Nothing about going to conferences and speaking in front of audiences
is going to change that. The people who use Oracle and DB2 would
_also_ keep that quiet, if they could. If you read the license
agreements, though, such users aren't allowed to be silent about it.
We simply don't have the leverage to out people.
> To paraphrase Theo Schlossnagle at OSCon, "If you want to run a TB size
> database on Oracle, you pick up the phone and you can call 30 people to get
> help with your problem without a lot of effort. If you want to do it on
> Postgres, you just can't find that level of public experience with the
> problems you're going to face."
But what makes you think, even for a second, that funding people to
go and talk to audiences will change that? It will change the
profile of those individuals, of course, but it is far from plain to
me that such funds couldn't be better spent. For instance, if the
above is the problem you're trying to solve, why not fund educational
materials that can be distributed online for people trying to run TB
sized databases? Or find a way to build better (paying? I dunno)

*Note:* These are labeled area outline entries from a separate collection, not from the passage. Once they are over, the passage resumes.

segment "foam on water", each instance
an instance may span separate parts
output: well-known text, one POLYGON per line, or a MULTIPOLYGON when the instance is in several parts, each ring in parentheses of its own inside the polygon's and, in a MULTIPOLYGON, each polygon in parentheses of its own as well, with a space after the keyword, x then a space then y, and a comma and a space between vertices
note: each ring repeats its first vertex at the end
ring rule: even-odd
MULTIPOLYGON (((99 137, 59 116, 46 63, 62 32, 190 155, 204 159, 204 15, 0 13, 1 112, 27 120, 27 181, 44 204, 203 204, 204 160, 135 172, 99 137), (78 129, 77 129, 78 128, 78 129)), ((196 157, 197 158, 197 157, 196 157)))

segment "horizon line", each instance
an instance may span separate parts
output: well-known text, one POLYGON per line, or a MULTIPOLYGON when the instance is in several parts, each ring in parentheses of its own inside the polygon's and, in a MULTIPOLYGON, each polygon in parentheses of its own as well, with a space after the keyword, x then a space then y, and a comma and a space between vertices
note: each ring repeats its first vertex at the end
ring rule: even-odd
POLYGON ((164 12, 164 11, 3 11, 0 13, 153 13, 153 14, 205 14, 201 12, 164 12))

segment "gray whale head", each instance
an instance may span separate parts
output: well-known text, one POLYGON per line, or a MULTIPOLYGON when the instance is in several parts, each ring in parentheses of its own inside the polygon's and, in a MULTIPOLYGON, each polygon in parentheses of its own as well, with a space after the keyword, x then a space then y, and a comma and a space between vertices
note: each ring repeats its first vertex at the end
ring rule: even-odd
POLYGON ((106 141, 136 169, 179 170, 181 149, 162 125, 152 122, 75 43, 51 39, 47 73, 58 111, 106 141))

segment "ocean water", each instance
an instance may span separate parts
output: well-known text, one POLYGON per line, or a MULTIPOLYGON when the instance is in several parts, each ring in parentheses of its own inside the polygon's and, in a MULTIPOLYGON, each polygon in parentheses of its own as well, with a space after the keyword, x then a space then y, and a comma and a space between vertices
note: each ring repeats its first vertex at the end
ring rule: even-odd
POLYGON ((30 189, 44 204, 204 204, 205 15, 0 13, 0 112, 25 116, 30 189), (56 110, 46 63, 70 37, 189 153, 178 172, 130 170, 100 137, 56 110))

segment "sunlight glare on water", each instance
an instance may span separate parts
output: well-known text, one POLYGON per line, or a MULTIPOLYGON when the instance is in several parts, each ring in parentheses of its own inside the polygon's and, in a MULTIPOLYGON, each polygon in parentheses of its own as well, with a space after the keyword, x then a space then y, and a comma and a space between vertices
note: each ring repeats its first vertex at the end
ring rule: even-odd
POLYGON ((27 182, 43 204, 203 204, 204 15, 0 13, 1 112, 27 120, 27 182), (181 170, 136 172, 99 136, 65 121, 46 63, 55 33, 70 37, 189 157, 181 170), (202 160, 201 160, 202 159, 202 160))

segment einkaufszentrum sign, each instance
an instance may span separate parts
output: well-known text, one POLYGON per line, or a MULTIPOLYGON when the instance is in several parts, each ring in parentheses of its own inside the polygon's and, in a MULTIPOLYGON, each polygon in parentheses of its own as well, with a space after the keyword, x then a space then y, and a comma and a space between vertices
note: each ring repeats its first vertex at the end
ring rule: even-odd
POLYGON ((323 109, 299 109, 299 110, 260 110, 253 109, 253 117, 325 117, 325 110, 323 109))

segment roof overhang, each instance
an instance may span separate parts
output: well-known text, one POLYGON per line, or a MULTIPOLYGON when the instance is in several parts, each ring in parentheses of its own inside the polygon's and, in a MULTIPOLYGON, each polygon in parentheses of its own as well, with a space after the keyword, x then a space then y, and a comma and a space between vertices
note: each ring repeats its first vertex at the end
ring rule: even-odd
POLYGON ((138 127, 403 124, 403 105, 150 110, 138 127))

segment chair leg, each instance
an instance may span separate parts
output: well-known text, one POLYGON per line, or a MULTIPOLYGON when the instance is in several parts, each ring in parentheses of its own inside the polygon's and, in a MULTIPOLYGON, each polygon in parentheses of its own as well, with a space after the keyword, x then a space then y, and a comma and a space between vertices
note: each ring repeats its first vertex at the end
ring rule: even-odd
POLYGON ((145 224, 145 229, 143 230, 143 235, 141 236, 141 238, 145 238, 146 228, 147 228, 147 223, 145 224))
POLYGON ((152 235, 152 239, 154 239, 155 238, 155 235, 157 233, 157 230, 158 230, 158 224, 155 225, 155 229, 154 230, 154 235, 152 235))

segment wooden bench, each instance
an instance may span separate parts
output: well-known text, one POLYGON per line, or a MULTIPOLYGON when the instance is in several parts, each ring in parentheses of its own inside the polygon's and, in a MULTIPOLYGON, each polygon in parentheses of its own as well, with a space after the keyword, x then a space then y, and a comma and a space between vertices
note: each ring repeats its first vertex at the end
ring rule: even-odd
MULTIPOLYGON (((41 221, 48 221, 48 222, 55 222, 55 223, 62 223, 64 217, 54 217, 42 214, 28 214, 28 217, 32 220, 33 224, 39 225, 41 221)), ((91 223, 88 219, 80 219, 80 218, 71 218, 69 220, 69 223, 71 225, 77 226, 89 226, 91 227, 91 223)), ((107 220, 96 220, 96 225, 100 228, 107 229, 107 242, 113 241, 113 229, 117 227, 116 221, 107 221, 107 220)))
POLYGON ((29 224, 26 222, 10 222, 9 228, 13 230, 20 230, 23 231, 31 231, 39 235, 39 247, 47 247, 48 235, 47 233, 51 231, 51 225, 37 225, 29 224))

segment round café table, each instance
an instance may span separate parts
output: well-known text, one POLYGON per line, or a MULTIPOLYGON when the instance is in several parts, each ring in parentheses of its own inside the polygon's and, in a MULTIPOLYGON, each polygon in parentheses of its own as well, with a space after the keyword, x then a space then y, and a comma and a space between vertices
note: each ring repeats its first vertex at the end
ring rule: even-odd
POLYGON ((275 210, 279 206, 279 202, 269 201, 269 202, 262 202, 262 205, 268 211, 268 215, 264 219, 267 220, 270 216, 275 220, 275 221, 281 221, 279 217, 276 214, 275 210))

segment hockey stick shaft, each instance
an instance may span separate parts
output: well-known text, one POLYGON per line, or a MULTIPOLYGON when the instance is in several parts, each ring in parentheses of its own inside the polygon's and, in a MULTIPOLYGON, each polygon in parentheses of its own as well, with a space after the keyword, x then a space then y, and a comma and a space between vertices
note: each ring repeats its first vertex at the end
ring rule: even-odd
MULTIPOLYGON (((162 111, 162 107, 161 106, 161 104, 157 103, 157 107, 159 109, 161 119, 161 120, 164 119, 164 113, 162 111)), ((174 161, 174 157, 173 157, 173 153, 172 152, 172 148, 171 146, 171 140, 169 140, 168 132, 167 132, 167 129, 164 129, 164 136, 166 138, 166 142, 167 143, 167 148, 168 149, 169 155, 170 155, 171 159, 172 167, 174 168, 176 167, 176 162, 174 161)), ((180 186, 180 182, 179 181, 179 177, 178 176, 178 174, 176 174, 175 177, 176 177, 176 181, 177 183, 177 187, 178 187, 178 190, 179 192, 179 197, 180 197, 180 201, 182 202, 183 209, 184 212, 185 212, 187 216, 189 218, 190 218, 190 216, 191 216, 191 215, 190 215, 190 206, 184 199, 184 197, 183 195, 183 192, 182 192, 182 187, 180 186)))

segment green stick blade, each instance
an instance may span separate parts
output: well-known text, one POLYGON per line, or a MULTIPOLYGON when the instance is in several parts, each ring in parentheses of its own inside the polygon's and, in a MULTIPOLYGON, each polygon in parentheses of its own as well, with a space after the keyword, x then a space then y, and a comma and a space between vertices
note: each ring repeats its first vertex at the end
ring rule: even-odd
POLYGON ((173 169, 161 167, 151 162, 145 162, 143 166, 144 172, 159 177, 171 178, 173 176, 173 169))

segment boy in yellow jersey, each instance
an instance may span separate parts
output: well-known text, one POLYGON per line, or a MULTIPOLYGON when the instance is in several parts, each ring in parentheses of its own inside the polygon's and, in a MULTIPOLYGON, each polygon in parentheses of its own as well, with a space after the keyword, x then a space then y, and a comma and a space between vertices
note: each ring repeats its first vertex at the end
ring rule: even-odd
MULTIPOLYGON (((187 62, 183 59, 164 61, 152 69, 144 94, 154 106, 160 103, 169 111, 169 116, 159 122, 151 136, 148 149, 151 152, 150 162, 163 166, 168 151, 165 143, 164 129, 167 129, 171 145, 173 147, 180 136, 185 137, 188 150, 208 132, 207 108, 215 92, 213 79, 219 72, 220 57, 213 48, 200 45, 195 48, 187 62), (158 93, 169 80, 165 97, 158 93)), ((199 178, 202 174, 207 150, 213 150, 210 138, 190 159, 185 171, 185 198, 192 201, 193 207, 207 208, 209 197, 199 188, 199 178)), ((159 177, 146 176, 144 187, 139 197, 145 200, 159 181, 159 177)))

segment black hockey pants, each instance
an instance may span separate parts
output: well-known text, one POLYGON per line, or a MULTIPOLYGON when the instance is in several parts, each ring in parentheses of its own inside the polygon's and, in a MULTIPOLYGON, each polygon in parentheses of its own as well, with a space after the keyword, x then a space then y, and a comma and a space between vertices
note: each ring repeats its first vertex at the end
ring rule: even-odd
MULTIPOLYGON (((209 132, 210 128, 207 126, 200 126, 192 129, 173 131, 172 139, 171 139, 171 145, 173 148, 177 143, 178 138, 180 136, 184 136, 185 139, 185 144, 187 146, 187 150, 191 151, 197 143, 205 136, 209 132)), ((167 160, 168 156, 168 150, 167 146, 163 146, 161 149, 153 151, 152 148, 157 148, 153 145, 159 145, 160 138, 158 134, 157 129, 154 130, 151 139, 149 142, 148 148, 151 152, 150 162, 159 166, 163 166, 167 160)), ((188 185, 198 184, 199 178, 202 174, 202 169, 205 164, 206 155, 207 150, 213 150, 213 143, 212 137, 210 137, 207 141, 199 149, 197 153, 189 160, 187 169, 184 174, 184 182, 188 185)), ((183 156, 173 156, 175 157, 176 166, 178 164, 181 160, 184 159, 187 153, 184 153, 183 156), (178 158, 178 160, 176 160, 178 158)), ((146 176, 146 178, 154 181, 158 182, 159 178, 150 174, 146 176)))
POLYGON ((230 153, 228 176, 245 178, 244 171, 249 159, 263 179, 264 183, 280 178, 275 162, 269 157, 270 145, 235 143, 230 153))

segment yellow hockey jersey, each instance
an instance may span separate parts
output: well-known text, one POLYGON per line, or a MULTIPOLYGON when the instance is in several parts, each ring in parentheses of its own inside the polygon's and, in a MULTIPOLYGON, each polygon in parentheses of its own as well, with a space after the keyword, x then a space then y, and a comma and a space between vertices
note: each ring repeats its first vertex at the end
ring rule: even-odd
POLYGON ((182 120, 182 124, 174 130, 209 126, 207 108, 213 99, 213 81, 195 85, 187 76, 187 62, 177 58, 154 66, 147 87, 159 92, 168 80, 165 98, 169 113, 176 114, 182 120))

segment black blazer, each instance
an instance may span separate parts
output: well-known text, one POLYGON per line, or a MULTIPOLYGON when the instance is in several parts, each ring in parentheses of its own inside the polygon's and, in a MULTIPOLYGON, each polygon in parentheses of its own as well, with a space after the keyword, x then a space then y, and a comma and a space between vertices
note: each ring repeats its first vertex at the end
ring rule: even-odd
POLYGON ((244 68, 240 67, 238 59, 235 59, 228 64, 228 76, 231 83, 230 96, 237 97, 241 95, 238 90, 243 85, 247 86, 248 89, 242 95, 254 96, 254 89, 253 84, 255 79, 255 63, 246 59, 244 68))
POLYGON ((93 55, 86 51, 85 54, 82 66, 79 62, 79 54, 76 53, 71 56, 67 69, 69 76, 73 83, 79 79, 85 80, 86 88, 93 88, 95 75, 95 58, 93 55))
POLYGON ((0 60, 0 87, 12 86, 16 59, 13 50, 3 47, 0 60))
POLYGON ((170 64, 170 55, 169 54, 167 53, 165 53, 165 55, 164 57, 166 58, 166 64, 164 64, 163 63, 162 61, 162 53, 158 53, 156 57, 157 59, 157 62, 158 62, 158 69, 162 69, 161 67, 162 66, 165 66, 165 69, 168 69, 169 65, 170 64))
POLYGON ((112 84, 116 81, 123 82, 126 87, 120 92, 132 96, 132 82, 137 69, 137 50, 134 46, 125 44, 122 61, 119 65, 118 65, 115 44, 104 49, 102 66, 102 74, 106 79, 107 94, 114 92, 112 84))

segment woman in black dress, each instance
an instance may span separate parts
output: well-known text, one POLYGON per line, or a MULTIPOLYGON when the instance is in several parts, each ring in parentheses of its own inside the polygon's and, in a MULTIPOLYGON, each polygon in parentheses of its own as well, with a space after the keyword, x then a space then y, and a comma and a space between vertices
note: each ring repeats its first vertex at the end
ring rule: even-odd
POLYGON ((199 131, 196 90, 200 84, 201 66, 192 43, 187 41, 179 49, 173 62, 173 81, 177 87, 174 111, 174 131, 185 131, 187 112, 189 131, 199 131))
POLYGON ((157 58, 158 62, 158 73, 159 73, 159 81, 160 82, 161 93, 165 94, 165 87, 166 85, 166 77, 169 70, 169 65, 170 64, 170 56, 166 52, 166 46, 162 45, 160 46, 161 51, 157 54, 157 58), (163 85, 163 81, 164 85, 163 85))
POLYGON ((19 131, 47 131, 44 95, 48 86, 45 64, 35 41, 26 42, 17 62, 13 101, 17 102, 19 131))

community-based support. (Moreover, I have to say, my confidence in
the answers I get out of the Postgres community is orders of
magnitude greater than the confidence I ever had in answers given to
me by companies who were in the business of selling me more
consultation. More is not always better.)
A
--
Andrew Sullivan | ajs(at)crankycanuck(dot)ca
I remember when computers were frustrating because they *did* exactly what
you told them to. That actually seems sort of quaint now.